European Union is facing its greatest humanitarian challenge since the second World War
First it must be noted that Europe has, as we all know, an ageing population. Immigration is therefore a potential solution to the problems that lie ahead. While this increasing population puts a drain on public services, this is (generally) more than compensated by increased tax revenues. Furthermore, immigrants bring different sets of skills to the labour market and can compete with particular labour markets. Evidence from the past (Denmark and the influx of Eastern-Europeans into the UK) has shown that it actually increases the incentive for natives to acquire certain skills, while it does not put a high pressure on the natives’ wages. It is even said that due to this competition, displaces natives switch to jobs that involve less manual labour. In essence, for the vast majority of the natives, the influx of immigration results in higher wages 2.

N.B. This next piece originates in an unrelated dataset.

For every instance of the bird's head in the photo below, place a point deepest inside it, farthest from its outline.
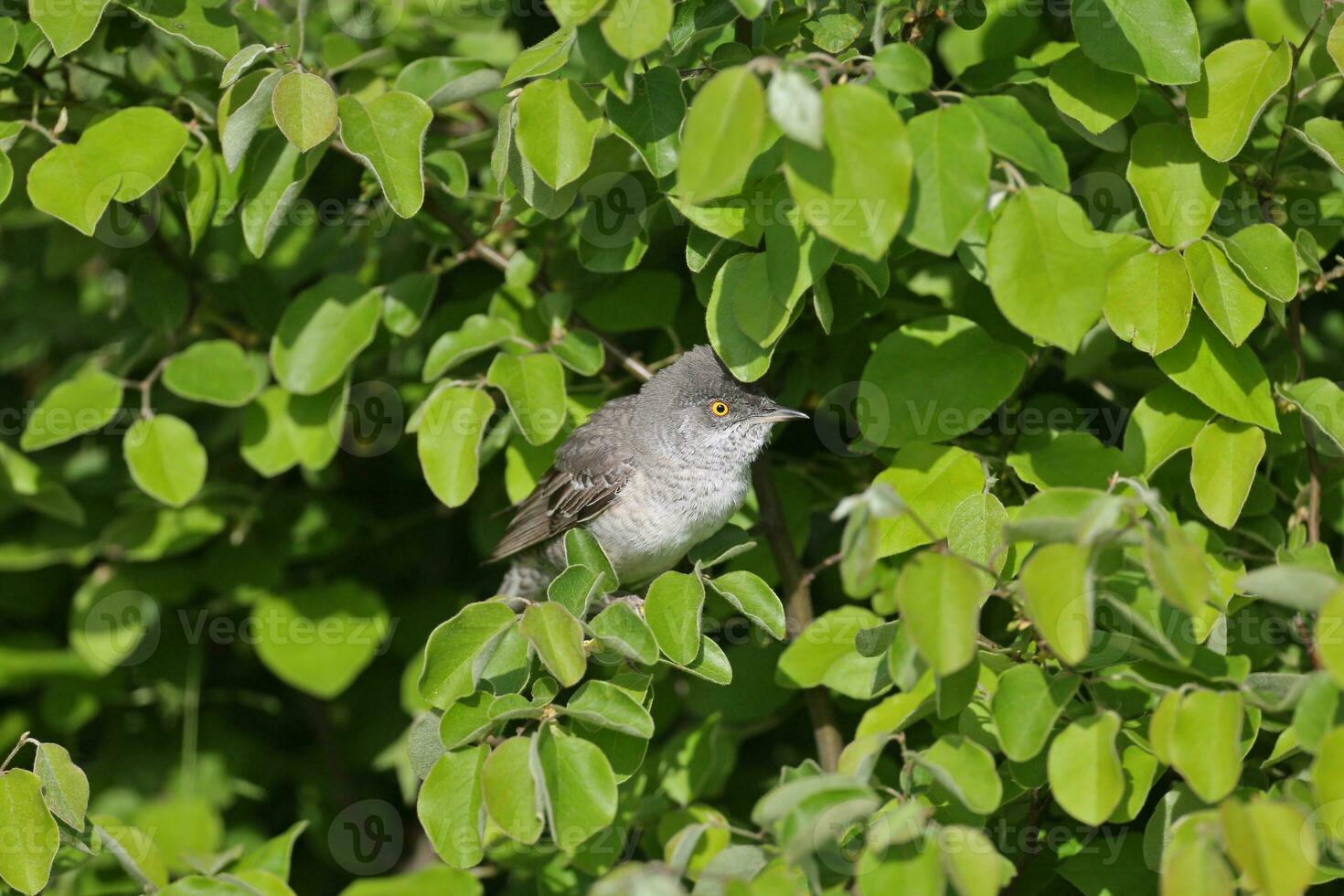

Evidence from the past has shown that it actually increases the incentive for natives to acquire certain skills, while it does not put a high pressure on the natives’ wages.
However, this is all dependent on a large if. The integration of the refugees plays a crucial part in determining the net benefit to the country. Due to racial prejudices, among others, the refugees that have entered Europe in the past 10 years are more than 17 percentage points more likely to rely on social benefits as their main source of income. This suggests that it might take a while before refugees actually pay more tax than they receive in state support. Some studies go as far that it takes as long as 15 years before the net contribution becomes positive. The social integration also comes in for remittances, since migrants are often to be said a drain to the economy because a large part of their income back to their families in their country of origin.
This suggests that it might take a while before refugees actually pay more tax than they receive in state support.
Concluding, it is difficult to draw conclusions on the (net) economic benefits for EU natives. While most literature suggest that the contribution to GDP will be positive, and that the natives’ effect are non-negative (it might even be positive!) it really all depends on the level of integration.